The US has seen 6,551 individual data breaches 2013-2017
In 2017 data was stolen at a frequency of about:
7,000,000 records per day
296k records per hour
4,946 records per minute
82 records per second
Not if, when
It’s not a matter of if an organization you trust is going to get hacked, but when is that organization going to get hacked.
Google can’t secure your data. Banks can’t secure your data. The NSA can’t secure your data.
The only way an organization can secure your data is if they don’t collect it in the first place.
It is ridiculous to even think that a startup is going to be able to secure your data when a national intelligence agency can’t secure the details of my background investigation.
This includes cryptocurrency related startups like Coinbase and Binance and every crack pot ICO you’ve every heard of.
The price of losing privacy
Andreas Antonopoulos has a great talk about the price of losing privacy and I’m going to try to summarize the main points here.
The problem with privacy is that the implications of losing your privacy are not immediately apparent (i.e., you can lose your privacy today, but go to jail in 6 years because of something in your browsing history).
Ever hear of the phrase let one thousand flowers bloom?
Mao Zedong created this program in post-revolutionary China.
To "let a hundred flowers blossom," which was the idea of openness to allow the explosion of creative expression. Even those of dissidents.
Letting a hundred flowers blossom and a hundred schools of thought contend is the policy for promoting progress in the arts and the sciences and a flourishing socialist culture in our land.
-Mao Zedong
The Chinese intelligentsia were invited to criticize the political system in Communist China.
And people believed it.
And their opinions were carefully recorded and cataloged.
And then the purge happened, and hundreds of thousands of folks who believed the idea were murdered.
You lose your privacy everyday but you don't pay the price for that perhaps until a lot later and you can't immediately identify the moment at which your loss of privacy goes from something that is an inconvenience to something that is a deadly risk.
-Andreas Antonopoulos
Bitcoin is consumer protection
It is very difficult to overlay identity on top Bitcoin.
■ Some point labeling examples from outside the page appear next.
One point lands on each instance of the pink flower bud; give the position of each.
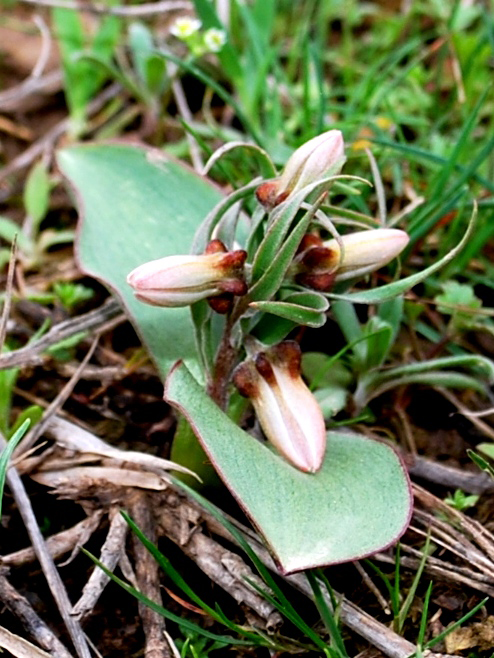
(321, 156)
(287, 411)
(366, 251)
(183, 280)
(322, 264)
Which is good, because no one knows how to secure data.
Your internet identity may be compromised, but you should atleast try to be vigilant of folks trying to steal your Bitcoin financial data.
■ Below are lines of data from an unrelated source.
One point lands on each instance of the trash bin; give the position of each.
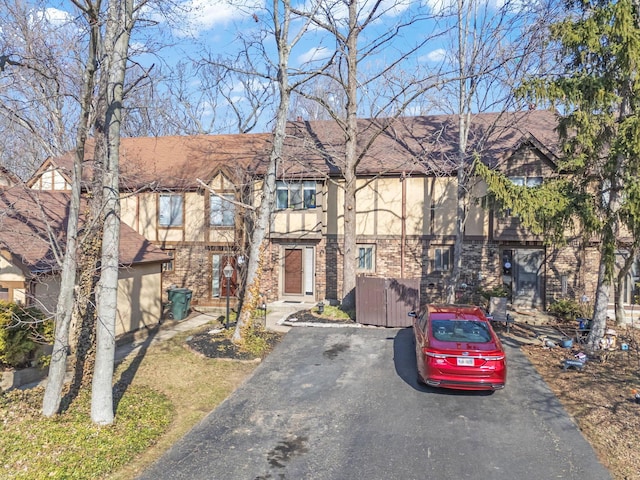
(180, 299)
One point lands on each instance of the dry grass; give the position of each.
(195, 384)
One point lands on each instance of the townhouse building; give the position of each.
(193, 197)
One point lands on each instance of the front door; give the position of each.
(293, 271)
(527, 278)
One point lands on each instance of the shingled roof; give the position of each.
(176, 162)
(423, 144)
(30, 221)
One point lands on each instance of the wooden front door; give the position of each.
(293, 271)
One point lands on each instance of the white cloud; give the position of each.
(203, 15)
(315, 54)
(446, 7)
(52, 16)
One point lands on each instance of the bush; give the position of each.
(22, 331)
(568, 310)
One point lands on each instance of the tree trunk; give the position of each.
(256, 250)
(599, 323)
(351, 164)
(119, 24)
(619, 286)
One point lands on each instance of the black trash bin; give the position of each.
(180, 299)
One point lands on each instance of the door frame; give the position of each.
(307, 274)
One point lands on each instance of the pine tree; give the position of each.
(599, 126)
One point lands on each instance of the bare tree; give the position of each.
(351, 27)
(494, 49)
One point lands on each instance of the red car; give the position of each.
(456, 347)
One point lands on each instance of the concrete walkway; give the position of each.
(277, 313)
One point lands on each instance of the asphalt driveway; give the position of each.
(343, 403)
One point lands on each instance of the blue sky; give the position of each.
(217, 25)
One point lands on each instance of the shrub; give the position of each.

Regulators have failed to protect consumers. Bitcoin protects consumers by putting control in the hands of the consumers themselves.
An alarm should go off in your head anytime you hear words like “Know-your-customer (KYC)” or “ Anti-money laundering (AML).”
Here’s an example:
Last month Stellar announced they’re airdropping $125 million to Blockchain wallet users. No big deal right?
Just one condition, you need to KYC.
The problem here is that Airdrops come at the expense of privacy.
Would you trade potentially 7 years of Bitcoin transaction history for $25?
The idea that a bitcoin exchange or some crypto startup is going to secure your KYC/AML and all of your privately identifiable information is a joke.
Like I said before, It is ridiculous to even think that a startup is going to be able to secure your data when a national intelligence agency can’t secure the details of my background investigation.
***queue drum meme music***
With Bitcoin, only YOU can de-anonymize yourself
You de-anonymize yourself when you associate a bitcoin addresses with an exchange, or a merchant that does KYC, or a shipping address, or your name, etc…
Chain analysis is real and it is scary.
Financial surveillance is not a joke.
Censorship resistance doesn't matter if you don't have privacy.
So please, don’t shoot yourself in the foot.